4. Discussion and Conclusion
 The present results provide, to our knowledge, the first model predictions of the way in which permafrost-covered and therefore dormant groundwater flow systems are re-activated as a function of permafrost thawing, forced by a projected magnitude surface warming of 3°C over one century. Our results show that even if surface air temperatures stabilize at the current levels in the near future, it is likely that substantial increases in groundwater discharge over the next few centuries will occur, in addition to changes in stream flow resulting from other climatic factors, such as shifts in precipitation regimes across the Arctic.
 The simulations presented here highlight nonlinearity in the increase in total groundwater discharge to streams and rivers and marked delays in discharge response, which are positively linked to initial permafrost thickness and aquifer ice-content. One of the most intriguing, robust predictions of the current set of experiments is a late-stage acceleration of groundwater discharge associated with removal of residual permafrost. Although the current simulations demonstrate first-order controls and behaviors, further modeling is required to explore the influence of more detailed surface temperature distributions, for example related to the presence of surface water, vegetation, topography and snow cover, factors which exert a considerable control on lateral variability in subsurface ice content [Smith, 1975]. Additionally, the role of water table adjustments and vadose zone processes and more complex aquifer architecture will need to be quantified.
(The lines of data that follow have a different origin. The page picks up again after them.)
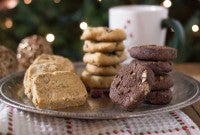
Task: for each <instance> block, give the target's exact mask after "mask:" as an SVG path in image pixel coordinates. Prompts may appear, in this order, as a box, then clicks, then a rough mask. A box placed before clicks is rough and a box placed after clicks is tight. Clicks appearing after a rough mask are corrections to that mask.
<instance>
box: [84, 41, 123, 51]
mask: <svg viewBox="0 0 200 135" xmlns="http://www.w3.org/2000/svg"><path fill="white" fill-rule="evenodd" d="M124 48H125V47H124V44H123V42H95V41H89V40H86V41H85V43H84V45H83V51H84V52H90V53H93V52H114V51H123V50H124Z"/></svg>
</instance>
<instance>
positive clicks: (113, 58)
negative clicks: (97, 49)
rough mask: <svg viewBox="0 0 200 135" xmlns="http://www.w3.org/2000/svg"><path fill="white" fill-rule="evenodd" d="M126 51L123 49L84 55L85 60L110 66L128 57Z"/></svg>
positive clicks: (86, 53) (89, 63)
mask: <svg viewBox="0 0 200 135" xmlns="http://www.w3.org/2000/svg"><path fill="white" fill-rule="evenodd" d="M126 57H127V56H126V53H125V52H124V51H123V52H122V51H119V52H113V53H100V52H95V53H86V54H85V55H84V56H83V62H85V63H89V64H92V65H96V66H110V65H116V64H119V63H121V62H122V61H124V60H125V59H126Z"/></svg>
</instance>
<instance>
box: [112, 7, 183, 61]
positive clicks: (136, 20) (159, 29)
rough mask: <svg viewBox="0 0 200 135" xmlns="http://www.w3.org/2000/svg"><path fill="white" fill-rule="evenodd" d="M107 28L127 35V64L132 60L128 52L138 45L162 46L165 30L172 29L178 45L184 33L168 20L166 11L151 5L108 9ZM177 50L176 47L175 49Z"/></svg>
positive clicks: (182, 42) (176, 26)
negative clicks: (115, 30) (175, 36)
mask: <svg viewBox="0 0 200 135" xmlns="http://www.w3.org/2000/svg"><path fill="white" fill-rule="evenodd" d="M109 27H110V28H111V29H114V28H120V29H123V30H124V31H125V32H126V34H127V39H126V40H125V41H124V44H125V47H126V51H127V55H128V59H127V60H126V61H125V63H129V62H130V61H131V60H132V58H131V57H130V55H129V53H128V50H129V49H130V48H131V47H133V46H138V45H150V44H155V45H164V44H165V39H166V29H164V28H163V27H171V28H173V29H174V31H175V33H176V35H177V37H178V42H179V43H178V44H182V43H183V42H184V32H183V28H182V26H181V25H180V23H179V22H178V21H176V20H173V19H168V9H166V8H164V7H162V6H153V5H128V6H127V5H126V6H117V7H112V8H110V9H109ZM176 48H178V47H176Z"/></svg>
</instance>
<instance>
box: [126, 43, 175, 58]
mask: <svg viewBox="0 0 200 135" xmlns="http://www.w3.org/2000/svg"><path fill="white" fill-rule="evenodd" d="M129 53H130V55H131V56H132V57H133V58H136V59H139V60H152V61H169V60H174V59H176V57H177V50H176V49H175V48H171V47H166V46H156V45H144V46H136V47H132V48H131V49H130V50H129Z"/></svg>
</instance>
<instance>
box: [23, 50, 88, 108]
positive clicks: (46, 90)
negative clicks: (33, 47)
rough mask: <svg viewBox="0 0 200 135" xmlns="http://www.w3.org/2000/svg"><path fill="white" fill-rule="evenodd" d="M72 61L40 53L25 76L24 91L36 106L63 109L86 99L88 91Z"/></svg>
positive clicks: (24, 92) (23, 81) (40, 107)
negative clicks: (75, 72)
mask: <svg viewBox="0 0 200 135" xmlns="http://www.w3.org/2000/svg"><path fill="white" fill-rule="evenodd" d="M74 70H75V69H74V65H73V63H72V62H71V61H70V60H69V59H67V58H64V57H62V56H57V55H50V54H42V55H39V56H38V57H37V58H36V59H35V60H34V61H33V63H32V64H31V65H30V66H29V68H28V69H27V71H26V73H25V76H24V81H23V84H24V93H25V95H26V96H27V97H28V98H29V99H31V100H32V102H33V104H34V105H35V106H36V107H37V108H41V109H60V108H66V107H71V106H79V105H82V104H84V103H85V102H86V98H87V91H86V88H85V85H84V84H83V83H82V81H81V79H80V77H79V76H78V75H76V74H75V72H74Z"/></svg>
 Our modeling results are in qualitative agreement with the recently inferred increases in winter low flows of several (sub-)Arctic rivers, as in most of this region, at least 1°C warming has already occurred over the last half of the 20th century [e.g., Serreze et al., 2000], while in large parts of the (sub-)Arctic regions warming started already during the last half of the 19th century [e.g., Douglas et al., 1994]. This paper's set of models suggest that most of the base flow and base flow increase is linked to shallow, supra-permafrost groundwater systems. This would particularly apply to high latitudes, as our simulations, in essence, start with continuous permafrost conditions. As relatively thick and continuous supra-permafrost aquifer systems (taliks) are unlikely to have already developed at present, but considerable winter discharge has been reported, our modeling may well underestimate the groundwater component in streams under relatively cold climatic conditions. On the other hand winter stream discharge of Arctic rivers within continuous permafrost areas could potentially originate mostly from other sources than groundwater discharge such as unfrozen lakes or patches of land where permafrost is discontinuous due to surface conditions. Nevertheless, detection and separation of shallow and deep groundwater components in present Arctic streams will provide crucial data to constrain the employed modeling approach.
 We anticipate that the approach and insights provided here will begin to aid in establishing process-based projections of further increases of groundwater inflow to streams and rivers over the coming centuries via the development of algorithms allowing the coupling of groundwater flow and surface hydrological and climate models in (sub-)Arctic regions. A well-founded understanding of the recent climate histories of different parts of the (sub-)Arctic regions will in this process become of paramount importance to differentiate between the stages in the evolution of groundwater discharge various regions can be expected to be in, allowing a more refined interpretation of hydrological field data from these areas.
 Steve Grasby and two anonymous reviewers are thanked for constructive comments which contributed to the quality of this letter.